There are a few hints and tips which make this muffin recipe the ultimate. The first is make sure your butter is soft- not melted- just soft from being out of the fridge for a few hours- and cream it well on its own to start with- this will help add levity. Also be sure to beat in the sugar for longer than you think you should. Essentially, muffin is a small cake- so treat it the same way.  Then there’s the yoghurt- it adds richness, tang and creaminess. I think it’s better than buttermilk and superior to normal milk. As for the lemon zest, you could easily substitute orange or mandarin/clementine zest, but I think there needs to be some to highlight the natural sweetness of the berries. In order to ensure a good pop and an even distribution of the fruit in the muffin, I like to use frozen berries and to toss them in a tablespoon of flour first. This helps  stop them sinking. And lastly, when mixing the wet batter with the flour do it in two stages, starting with the dry and ending with the dry- and try not to work the gluten in the flour too much.

These are best warm from the oven, but they do freeze ok and are easily perked up with 30 seconds in the microwave.

Nb, you could easily substitute other berries for blueberries- but to me, they’re classic.

 Shopping/foraging

 

110 grams unsalted butter (room temperature)
150 grams caster sugar
1 egg, beaten
Zest of half a lemon (or orange or clementine/mandarin)
1 cup of Greek Yoghurt
240 grams plain flour
1 tsp baking powder
1 tsp bi carb soda
180 grams of frozen blueberries, tossed in 1 tbsp of extra flour

Here’s how we roll

1) Preheat the oven to 190 C/375 F.

2) Grease a 12 hole muffin tray.

3) Beat the butter until it is soft and pliant. Add the sugar and beat until it is duckling yellow, light and fluffy.
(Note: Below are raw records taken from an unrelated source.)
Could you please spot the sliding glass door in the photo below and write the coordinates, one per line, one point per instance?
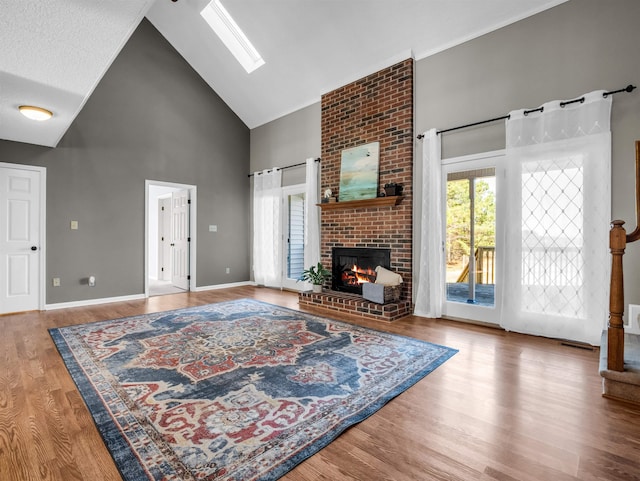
(472, 225)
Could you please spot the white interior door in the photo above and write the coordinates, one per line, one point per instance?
(180, 239)
(164, 239)
(20, 246)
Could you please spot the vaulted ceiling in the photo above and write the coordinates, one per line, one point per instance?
(53, 53)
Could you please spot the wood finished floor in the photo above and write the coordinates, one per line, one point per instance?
(506, 407)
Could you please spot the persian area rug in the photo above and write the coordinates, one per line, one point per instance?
(239, 390)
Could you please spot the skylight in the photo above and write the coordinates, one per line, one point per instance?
(232, 36)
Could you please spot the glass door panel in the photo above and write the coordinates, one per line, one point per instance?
(470, 240)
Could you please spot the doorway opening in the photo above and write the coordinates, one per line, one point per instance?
(472, 237)
(170, 238)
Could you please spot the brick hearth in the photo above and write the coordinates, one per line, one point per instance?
(376, 108)
(354, 304)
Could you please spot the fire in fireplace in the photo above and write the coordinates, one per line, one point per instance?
(352, 266)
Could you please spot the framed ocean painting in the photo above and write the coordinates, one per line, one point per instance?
(359, 172)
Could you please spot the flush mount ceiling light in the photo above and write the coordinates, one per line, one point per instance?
(35, 113)
(234, 39)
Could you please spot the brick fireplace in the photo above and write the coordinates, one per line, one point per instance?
(376, 108)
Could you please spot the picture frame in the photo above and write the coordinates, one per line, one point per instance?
(359, 172)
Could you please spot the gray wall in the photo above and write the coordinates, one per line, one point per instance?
(287, 141)
(151, 117)
(576, 47)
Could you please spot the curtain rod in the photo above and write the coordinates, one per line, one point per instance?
(286, 167)
(628, 88)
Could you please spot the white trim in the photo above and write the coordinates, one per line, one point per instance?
(42, 287)
(92, 302)
(225, 286)
(193, 229)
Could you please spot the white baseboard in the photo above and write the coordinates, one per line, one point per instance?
(92, 302)
(107, 300)
(225, 286)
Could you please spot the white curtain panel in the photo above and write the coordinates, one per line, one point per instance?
(312, 214)
(556, 260)
(267, 247)
(429, 285)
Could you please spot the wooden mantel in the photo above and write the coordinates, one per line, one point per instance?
(359, 204)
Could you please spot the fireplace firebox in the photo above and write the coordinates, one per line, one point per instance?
(352, 266)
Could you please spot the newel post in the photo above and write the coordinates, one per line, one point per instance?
(615, 333)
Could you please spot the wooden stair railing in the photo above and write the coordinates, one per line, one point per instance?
(618, 240)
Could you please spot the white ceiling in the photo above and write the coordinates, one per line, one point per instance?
(54, 52)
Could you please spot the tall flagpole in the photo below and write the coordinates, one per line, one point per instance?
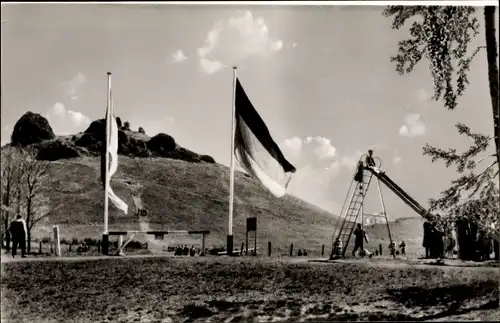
(231, 170)
(105, 236)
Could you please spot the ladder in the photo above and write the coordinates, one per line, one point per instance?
(352, 212)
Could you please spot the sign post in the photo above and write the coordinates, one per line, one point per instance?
(252, 226)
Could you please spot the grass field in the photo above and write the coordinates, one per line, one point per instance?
(186, 196)
(241, 289)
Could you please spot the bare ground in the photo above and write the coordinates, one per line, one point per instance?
(167, 289)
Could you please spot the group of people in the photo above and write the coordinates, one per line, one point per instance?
(185, 251)
(360, 236)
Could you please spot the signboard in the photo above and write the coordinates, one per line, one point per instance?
(251, 224)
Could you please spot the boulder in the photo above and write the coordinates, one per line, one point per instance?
(207, 159)
(31, 128)
(97, 129)
(161, 144)
(55, 150)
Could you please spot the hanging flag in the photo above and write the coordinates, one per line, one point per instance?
(111, 147)
(256, 150)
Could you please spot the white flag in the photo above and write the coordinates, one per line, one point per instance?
(112, 148)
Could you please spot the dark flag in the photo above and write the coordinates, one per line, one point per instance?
(256, 150)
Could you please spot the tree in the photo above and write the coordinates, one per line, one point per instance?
(443, 36)
(10, 185)
(33, 181)
(473, 196)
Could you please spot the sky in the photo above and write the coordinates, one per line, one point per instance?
(320, 77)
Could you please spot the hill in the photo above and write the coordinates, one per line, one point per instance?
(179, 196)
(408, 229)
(181, 190)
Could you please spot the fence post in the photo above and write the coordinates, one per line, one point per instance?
(56, 240)
(202, 244)
(120, 241)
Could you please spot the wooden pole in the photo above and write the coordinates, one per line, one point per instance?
(202, 244)
(246, 243)
(231, 170)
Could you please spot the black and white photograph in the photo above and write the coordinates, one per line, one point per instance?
(250, 161)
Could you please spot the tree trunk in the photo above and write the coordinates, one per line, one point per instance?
(492, 53)
(6, 202)
(28, 225)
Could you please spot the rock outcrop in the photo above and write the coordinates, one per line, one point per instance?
(33, 129)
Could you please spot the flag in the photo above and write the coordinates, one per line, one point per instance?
(256, 150)
(111, 148)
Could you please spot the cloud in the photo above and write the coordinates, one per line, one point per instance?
(412, 127)
(6, 132)
(396, 159)
(310, 151)
(236, 39)
(209, 66)
(74, 85)
(65, 121)
(179, 57)
(422, 95)
(315, 160)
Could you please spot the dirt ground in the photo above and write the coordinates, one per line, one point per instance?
(245, 289)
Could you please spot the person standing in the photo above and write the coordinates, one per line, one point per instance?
(18, 232)
(359, 235)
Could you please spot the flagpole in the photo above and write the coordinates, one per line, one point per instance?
(105, 235)
(231, 170)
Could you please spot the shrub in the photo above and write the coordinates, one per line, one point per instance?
(63, 241)
(161, 143)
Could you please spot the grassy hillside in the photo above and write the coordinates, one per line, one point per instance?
(408, 229)
(186, 196)
(179, 196)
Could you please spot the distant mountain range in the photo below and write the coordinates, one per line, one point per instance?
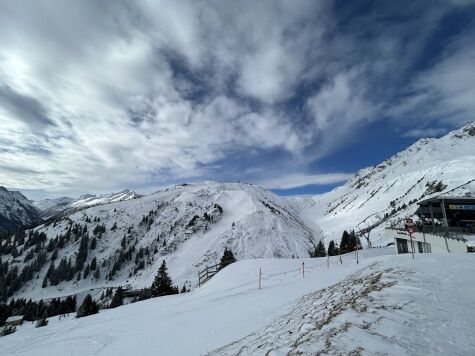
(16, 210)
(388, 192)
(190, 225)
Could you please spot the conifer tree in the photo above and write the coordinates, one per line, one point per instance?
(345, 243)
(118, 298)
(88, 307)
(162, 285)
(43, 321)
(227, 258)
(320, 250)
(331, 248)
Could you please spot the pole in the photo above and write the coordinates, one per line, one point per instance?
(260, 277)
(412, 244)
(446, 223)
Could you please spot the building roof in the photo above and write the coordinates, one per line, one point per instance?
(448, 200)
(14, 318)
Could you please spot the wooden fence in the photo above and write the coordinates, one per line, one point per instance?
(206, 274)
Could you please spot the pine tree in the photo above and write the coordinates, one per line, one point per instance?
(93, 264)
(331, 248)
(118, 298)
(93, 243)
(162, 285)
(320, 250)
(227, 258)
(82, 253)
(97, 273)
(88, 307)
(345, 243)
(43, 321)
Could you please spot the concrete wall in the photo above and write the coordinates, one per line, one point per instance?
(438, 244)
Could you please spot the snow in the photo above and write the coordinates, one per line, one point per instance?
(255, 223)
(16, 210)
(386, 304)
(402, 180)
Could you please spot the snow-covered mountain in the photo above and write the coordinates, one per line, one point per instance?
(127, 236)
(188, 225)
(16, 210)
(51, 207)
(389, 191)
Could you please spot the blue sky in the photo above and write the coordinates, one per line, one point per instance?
(292, 95)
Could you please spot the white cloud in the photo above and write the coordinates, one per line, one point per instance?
(298, 180)
(104, 95)
(425, 132)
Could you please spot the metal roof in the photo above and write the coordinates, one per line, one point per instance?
(448, 200)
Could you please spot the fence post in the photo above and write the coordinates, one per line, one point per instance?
(260, 277)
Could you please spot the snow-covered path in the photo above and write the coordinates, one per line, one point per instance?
(422, 307)
(390, 304)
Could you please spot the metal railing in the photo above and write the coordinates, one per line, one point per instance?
(454, 232)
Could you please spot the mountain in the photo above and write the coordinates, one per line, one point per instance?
(16, 210)
(51, 207)
(386, 193)
(188, 225)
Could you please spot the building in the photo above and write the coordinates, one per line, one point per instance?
(445, 225)
(15, 320)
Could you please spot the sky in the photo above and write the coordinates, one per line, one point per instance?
(99, 96)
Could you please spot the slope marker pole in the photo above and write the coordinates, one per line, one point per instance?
(260, 277)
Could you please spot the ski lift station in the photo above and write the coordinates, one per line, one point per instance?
(445, 224)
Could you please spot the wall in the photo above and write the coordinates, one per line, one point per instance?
(438, 244)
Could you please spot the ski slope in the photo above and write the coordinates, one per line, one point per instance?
(389, 192)
(385, 304)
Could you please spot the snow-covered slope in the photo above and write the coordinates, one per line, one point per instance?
(384, 305)
(50, 207)
(16, 210)
(388, 192)
(65, 205)
(189, 226)
(92, 200)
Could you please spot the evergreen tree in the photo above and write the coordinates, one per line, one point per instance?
(118, 298)
(82, 253)
(88, 307)
(93, 243)
(93, 264)
(162, 285)
(227, 258)
(345, 246)
(7, 330)
(43, 321)
(320, 250)
(183, 289)
(332, 249)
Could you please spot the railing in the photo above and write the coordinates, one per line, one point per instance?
(206, 274)
(454, 232)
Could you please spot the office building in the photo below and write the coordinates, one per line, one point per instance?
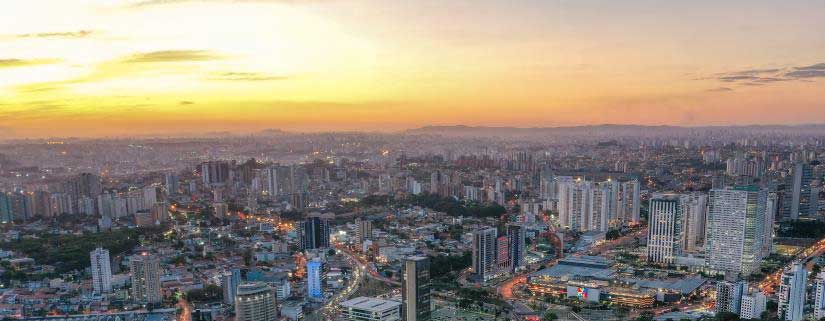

4) Add the egg and beat again until smooth.

5) Add the lemon zest and 3/4 of the yoghurt and stir to combine.

6) Sift in half of the flour/bicarb/baking soda and fold together.

7) Add the remaining yoghurt and fold.

8) Sift in the rest of the flour/baking soda/bicarb.

9) Toss the frozen blueberries in the flour and then fold them into the batter, being careful not to mix too vigorously and make the flour tough.

 

11) Portion out into the muffin bases.

12) Bake for 25 minutes until the tops are golden and a toothpick comes out clean.